Instance Scope: Tokens are unique only within a specific instance of UniqueToken.

Tokens

#include <cmath>
#include <cstdio>
#include <cstdlib>
#include <cstring>
#include <iostream>
#include <limits>

#include <Kokkos_Core.hpp>

int main(int argc, char *argv[]) {
  Kokkos::initialize(argc, argv);
  {
      // Size of the array
      const int N = 100;
      // Kokkos view to store the results
      Kokkos::View<int*> results("results", N);
      // Create a UniqueToken (based on thread execution)
      Kokkos::Experimental::UniqueToken<Kokkos::DefaultExecutionSpace> unique_token;
      // Number of available threads
      const int num_threads = unique_token.size();
      std::cout << "Number of threads: " << num_threads << std::endl;
      Kokkos::parallel_for("UniqueTokenExample", N, KOKKOS_LAMBDA(const int i) {
          // Get a unique identifier for this thread
          int token = unique_token.acquire();
          results(i) = token;
          unique_token.release(token);
      });
      // Copy the results to the host for display
      auto host_results = Kokkos::create_mirror_view_and_copy(Kokkos::HostSpace(), results);
      std::cout << "Results: ";
      for (int i = 0; i < N; ++i) {
          std::cout << host_results(i) << " ";
      }
      std::cout << std::endl;
  }
  Kokkos::finalize();
}

Explanations:

UniqueToken : Kokkos::Experimental::UniqueToken is used to generate unique identifiers in a parallel context. The acquire() method provides a unique identifier. The release() method releases this identifier so that it can be reused.

Kokkos view : Data is stored in a view (Kokkos::View), which is an abstraction for managing data across different memory spaces.

Parallel loop : Kokkos::parallel_for executes a loop in parallel. Each iteration gets a unique identifier via unique_token.acquire().

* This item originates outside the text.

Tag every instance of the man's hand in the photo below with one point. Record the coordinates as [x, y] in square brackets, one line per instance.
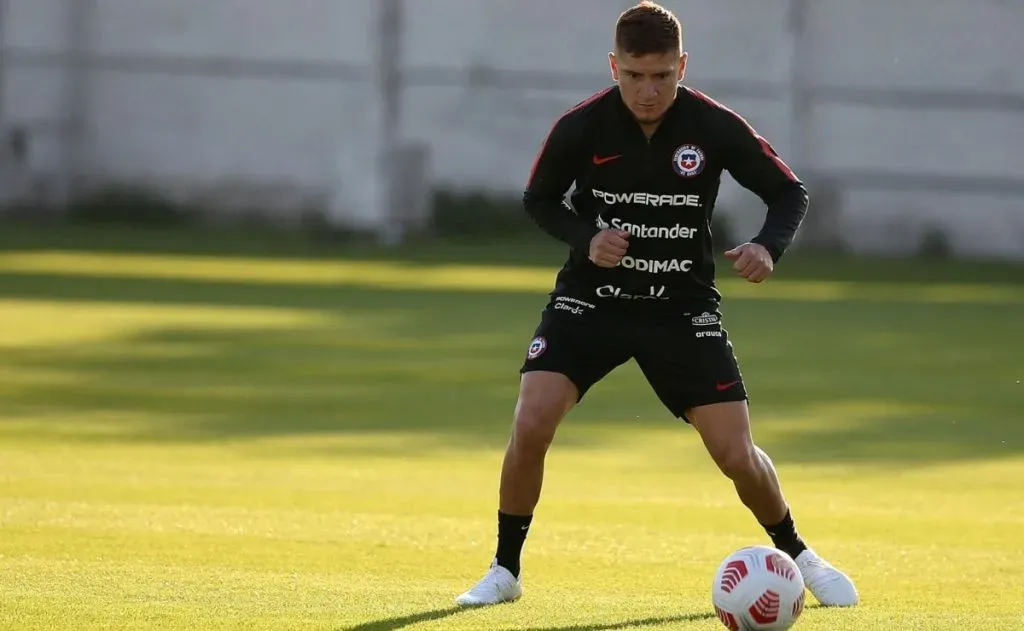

Copying results: Data is copied to the host using Kokkos::create_mirror_view_and_copy for display.

5. References

Points to keep in mind

Hierarchal Parallelism
- Hierarchical work can be parallelized via hierarchical parallelism.
- Hierarchical parallelism is leveraged using thread teams launched with a TeamPolicy.
- Team “worksets” are processed by a team in nested parallel for (or reduce or scan) calls with a TeamThreadRange and ThreadVectorRange policy.
- Execution can be restricted to a subset of the team with the single pattern using either a PerTeam or PerThread policy.
- Teams can be used to reduce contention for global resources even in “flat” algorithms.
Scratch Space
- Scratch Memory can be use with the TeamPolicy to provide thread or team private memory.
- Scratch memory exposes on-chip user managed caches (e.g. on NVIDIA GPUs)
- The size must be determined before launching a kernel.
- Two levels are available: large/slow and small/fast.
Tocken
- UniqueToken provides a thread safe portable way to divide thread or team specific resources
- UniqueToken can be sized, such that it returns only ids within a specific range.
- A Global scope UniqueToken can be acquired, allowing safe ids accross disjoint concurrent code sections.
Unique Token
- UniqueToken give a thread safe portable way to divide thread specific resources
- UniqueToken can be sized to restrict ids to a range.
- A Global UniqueToken is available.